As part of a series of commissions by BLACK LENS for the South London Gallery’s Convergence programme, I took over the gallery’s Instagram platform from 17-18 November 2020, sharing my research into Rita Keegan’s archive. BLACK LENS is an alliance of young Black writers, art historians and curators assembling around Black research, scholarship and cultural production. Convergence is an ongoing series of critical conversations, screenings and written commissions, facilitated by the SLG and curated and hosted by invited guests.
For this research into Keegan’s archive, I collaborated with Olamiju Fajemisin, a London-based critic, student and art worker whose newly commissioned text, ‘Generating Space(s)’, now online on the South London Gallery website, considers the nature of archives and archival praxis, and the ways collected images and paraphernalia can affect one another, and in turn, affect us.
As a curator and visual art researcher interested in activating archives of Black art, looking into Rita Keegan and SLG’s archive presented a fresh perspective of aspects of Keegan’s life, artistic practice and her local community in South London during the pivotal UK Black Arts Movement. Undertaking this research project provided a lens to look at intersections of race, gender and family history through Keegan’s archive.
I split our findings into themes, making sure to continuously contextualise them in relation to Olamiju’s ‘Generating Space(s)’ text. The findings presented me with three main themes to explore through Keegan’s archive.

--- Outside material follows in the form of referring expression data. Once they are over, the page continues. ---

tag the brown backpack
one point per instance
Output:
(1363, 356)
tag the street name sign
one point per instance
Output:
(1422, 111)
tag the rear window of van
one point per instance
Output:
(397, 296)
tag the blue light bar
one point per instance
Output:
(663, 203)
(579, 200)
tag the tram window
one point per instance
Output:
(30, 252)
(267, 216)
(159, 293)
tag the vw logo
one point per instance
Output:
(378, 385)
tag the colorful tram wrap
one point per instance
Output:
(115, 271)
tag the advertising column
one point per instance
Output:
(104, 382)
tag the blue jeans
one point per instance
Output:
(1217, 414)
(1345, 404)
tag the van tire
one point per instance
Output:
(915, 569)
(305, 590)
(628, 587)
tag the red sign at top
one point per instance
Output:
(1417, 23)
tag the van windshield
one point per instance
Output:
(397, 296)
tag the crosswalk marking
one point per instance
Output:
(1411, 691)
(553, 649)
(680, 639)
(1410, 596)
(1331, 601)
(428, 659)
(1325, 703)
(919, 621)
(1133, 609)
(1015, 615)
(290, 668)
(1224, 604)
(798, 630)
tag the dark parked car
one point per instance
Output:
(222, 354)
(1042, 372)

The first theme explored autobiography, self-reference and body politics, the second focused on diaspora and how Rita Keegan’s works highlight the different Black communities and the third explored the fabric of archives.
The first post was on the theme of autobiography, self-reference and body politics where I explored how Keegan used self-portraits as an outlet to take control of how she would be seen, creating a collection of works truthfully representative of herself during different stages in her personal and professional lives. By archiving her autobiography and creating allusions to herself like those seen in the images shared, Rita Keegan has created a repository in art history, not only for her sake but for all Black women. When asked why she created these evolving self-portraits, Keegan explained that self-portraits were a ‘natural way to create a frame of reference.’ That ‘she could do whatever she wanted with [her] face, and create non-derogatory images of Black women’.

The second post was on the theme of diaspora and how Keegan’s works highlight the different Black communities she was a part of. Keegan’s works connected her with an array of visual artists. Through Keegan curating the ‘Mirror Reflecting Darkly’ exhibition in 1985, she sought to reflect the diversity of the artistic practices of Black women artists in London, and to challenge the expectations of such artists as perpetuated by stereotype. The exhibition united Black women artists across the diaspora, bringing their art to a commonplace location in Brixton, south London. Keegan’s archive of the project has since become a site for critical memory and nostalgia.

The final post explored the fabric of archives through Rita Keegan’s artistic career, archive and family history. As Keegan is interested in conveying identity through dressing the body in different ways, she explores the ordinary and the extraordinary qualities of fabrics in an excavation of photographs from her family collections, which date back to c.1880. Keegan transforms material objects to objects of memory by photographing them and thus making them accessible beyond her home and personal archive.